La société a évolué avec #MeToo
Désormais ce sera Lise et Noun. Comme s’il était tout droit sorti d’un conte fantastique, Noun devient un chien hors norme, immense et qui ne quitte pas Lise. Elle se confie à lui et surtout très vite, elle note dans un carnet tout ce qu’elle vit, ce qu’elle ressent et comprend, face à ses parents dont le couple se délite. Avec ses mots à elle, et avec la manière dont elle-même évolue, elle raconte sa mère qui sombre sous l’emprise de son mari.
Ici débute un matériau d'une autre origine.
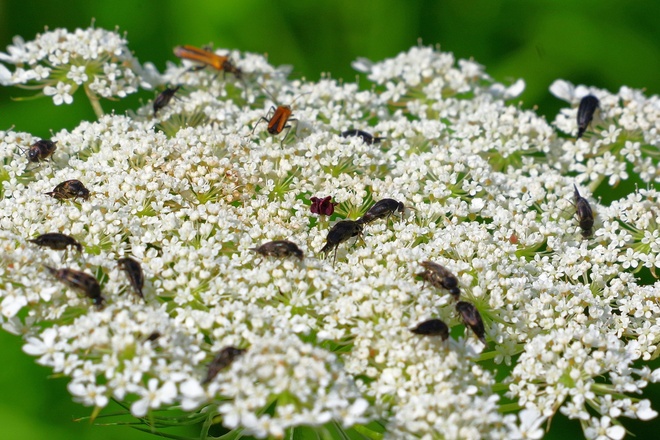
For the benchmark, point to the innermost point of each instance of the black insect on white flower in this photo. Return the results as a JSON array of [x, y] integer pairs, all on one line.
[[367, 138], [586, 110], [471, 317], [80, 281], [222, 360], [440, 277], [382, 209], [56, 241], [41, 150], [584, 213], [432, 327], [70, 189], [279, 249], [339, 233], [164, 98], [134, 273]]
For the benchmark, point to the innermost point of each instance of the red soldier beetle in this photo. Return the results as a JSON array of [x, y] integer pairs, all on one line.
[[279, 119], [207, 58]]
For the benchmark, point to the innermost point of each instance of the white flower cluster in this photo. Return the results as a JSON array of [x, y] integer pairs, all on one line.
[[59, 62], [488, 193], [629, 137]]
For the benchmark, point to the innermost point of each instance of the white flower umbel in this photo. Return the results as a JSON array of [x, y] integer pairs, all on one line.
[[59, 62], [323, 342]]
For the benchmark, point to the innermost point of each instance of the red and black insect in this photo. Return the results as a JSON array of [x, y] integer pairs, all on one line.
[[222, 360], [440, 277], [279, 249], [471, 317], [41, 150], [432, 327], [207, 58], [367, 138], [70, 189], [586, 110], [56, 241], [134, 273], [382, 209], [339, 233], [80, 281], [584, 213], [164, 98], [278, 119]]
Lui se révèle être un séducteur qui la rabaisse sournoisement, préférant d’autres femmes, d’autres corps, qui gravitent autour de lui et qu’il maltraite chacun à leur tour.
C’est un roman que j’ai mis très très longtemps à écrire. J’ai commencé à y travailler fin 2015, 2 ans plus tard il y a eu l’affaire Weinstein et je me suis rendu compte après coup que, finalement, Lise avait grandi en même temps que la prise de conscience de la société sur la mise à disposition des corps, sans qu’on se dise mais c’est un scandale. Lise évolue donc, comme j’ai évolué avec #MeToo, tout comme la société a évolué depuis l’affaire Weinstein.
Ne vois-tu rien venir, Oh que si ! Et pourtant le titre n’est pas écrit sous la forme d’une question mais bien d’une affirmation. On pressent que cela finira mal. Une violence sourde rode dans les pages de ce roman tout en tension et qu’on a du mal à lâcher.